SCHOEPFUNG

AT

1. Der Schöpfer Himmels und der Erde

Beim Lesen der ersten Zeugen der biblischen Literatur gewinnt man den Eindruck, dass die alten Israeliten Gott lieber als den Retter Israels und Urheber des Bundes betrachtet haben denn als den Schöpfer der Welt und des Menschen Indes steht fest, dass der Schöpfungsgedanke in Israel in die älteste Zeit zurückgeht. War er doch in jener orientalischen Umwelt, in der die biblische Offenbarung ihren Ausdruck gefunden hat, schon lange vor Abraham vorhanden. In AEgypten hat man den Bericht von der Schöpfung durch Atum in die Wände der Pyramiden gemeisselt.
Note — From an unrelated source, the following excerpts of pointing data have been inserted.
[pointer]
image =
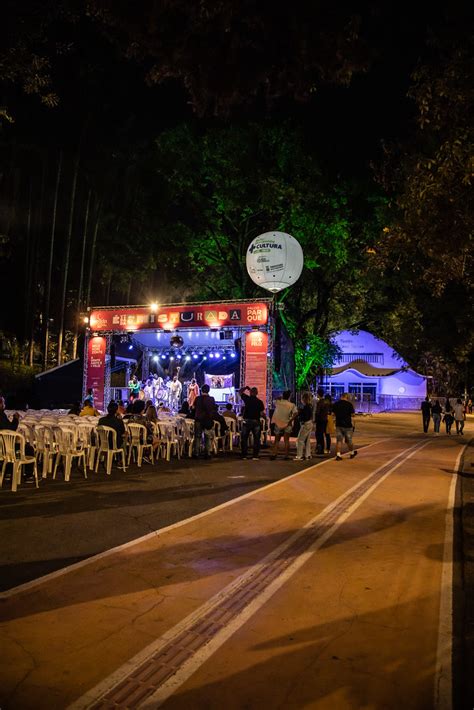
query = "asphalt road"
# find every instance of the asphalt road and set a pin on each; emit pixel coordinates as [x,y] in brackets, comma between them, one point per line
[379,579]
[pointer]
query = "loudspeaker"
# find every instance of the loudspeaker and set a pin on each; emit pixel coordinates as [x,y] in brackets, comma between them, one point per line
[225,335]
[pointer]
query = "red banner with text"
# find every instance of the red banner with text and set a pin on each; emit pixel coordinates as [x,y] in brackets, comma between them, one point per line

In Mesopotamien haben uns akkadische Texte, die ihrerseits wieder von sumerischen Traditionen abhängig gewesen sind, mehrere Schöpfungsberichte übermittelt. In Ugarit war der höchste Gott El als ,,Schöpfer der Geschöpfe" bezeichnet worden. Gewiss war der Ursprung der Welt in allen diesen drei Fällen an polytheistische Vorstellungen geknüpft. In Mesopotamien fügte er sich organisch in jenen Kampf der Götter ein, den die Mythologie in die Urzeit verlegte. Trotz allem aber bezeugen die Mythen als solche Anliegen und Begriffe, die Israel nicht unbekannt bleiben konnten. Man hat vermutet, dass der Gottes- Name Jahve ursprünglich den Sinn des Hervorbringens gehabt habe: ,,Jener, der Sein bewirkt", also der ,,Schöpfer". Das ist eine Hypothese, die Wahrscheinlichkeitswert besitzt. Doch liefert uns die Genesis einen noch viel bedeutsameren Anhaltspunkt. Melchisedech segnete Abraham im Namen ,,des höchsten Gottes, der Himmel und Erde geschaffen hat" (Gn 14, 19); genau derselbe Ausdruck findet sich in phönizischen Texten. Nun aber ruft Abraham ebenfalls ,,den höchsten Gott, der Himmel und Erde geschaffen hat", zum Zeugen an (Gn 14, 22). Also erkannten die Patriarchen im Schöpfergott des Königs von Salem ihren eigenen Gott, selbst wenn der Polytheismus dessen Züge etwas entstellt hatte.

II. Die biblische Darstellung der Schöpfung

Zwei sich ergänzende Schöpfungsberichte bilden die Einleitung zum Buch der Genesis. Sie bilden gleichsam das Vorwort zum Bunde mit Noe, Abraham, Moses oder vielmehr den ersten Akt jenes Dramas, das in Form stets sich erneuernder Erweise der Güte Gottes und der Treulosigkeit der Menschen die Geschichte des Heiles ausmacht.

1. Der älteste Bericht (Gn 2, 4 - 25) verbreitet sich vor allem über die Erschaffung des ersten Menschenpaares und des Rahmens, in dem es leben sollte. Gott lässt aus dem Erdboden jene Feuchtigkeit emporsteigen, die ihn befruchten soll, und pflanzt den Gatten Eden, das Paradies aus dem Staube der Erde formt er zuerst den Leib des Menschen, dann den der Tiere aus dem Leibe des Mannes bildet er die Frau Alles, was existiert, geht so auf seine persönliche Tätigkeit zurück, und der Bericht unterstreicht auf seine Art den konkreten Charakter dieser Tätigkeit: Gleich einem Werkmeister arbeitet Gott nach Art eines Menschen. Sein Werk aber ist von allem Anfange an vollkommen: Der Mensch wird geschaffen, um glücklich zu sein; die Tiere sollen ihm zu Diensten stehen, und die Gefährtin soll sein zweites Ich sein. Erst die Sünde bringt Unordnung und Fluch in eine Welt, die ursprünglich gut gewesen ist.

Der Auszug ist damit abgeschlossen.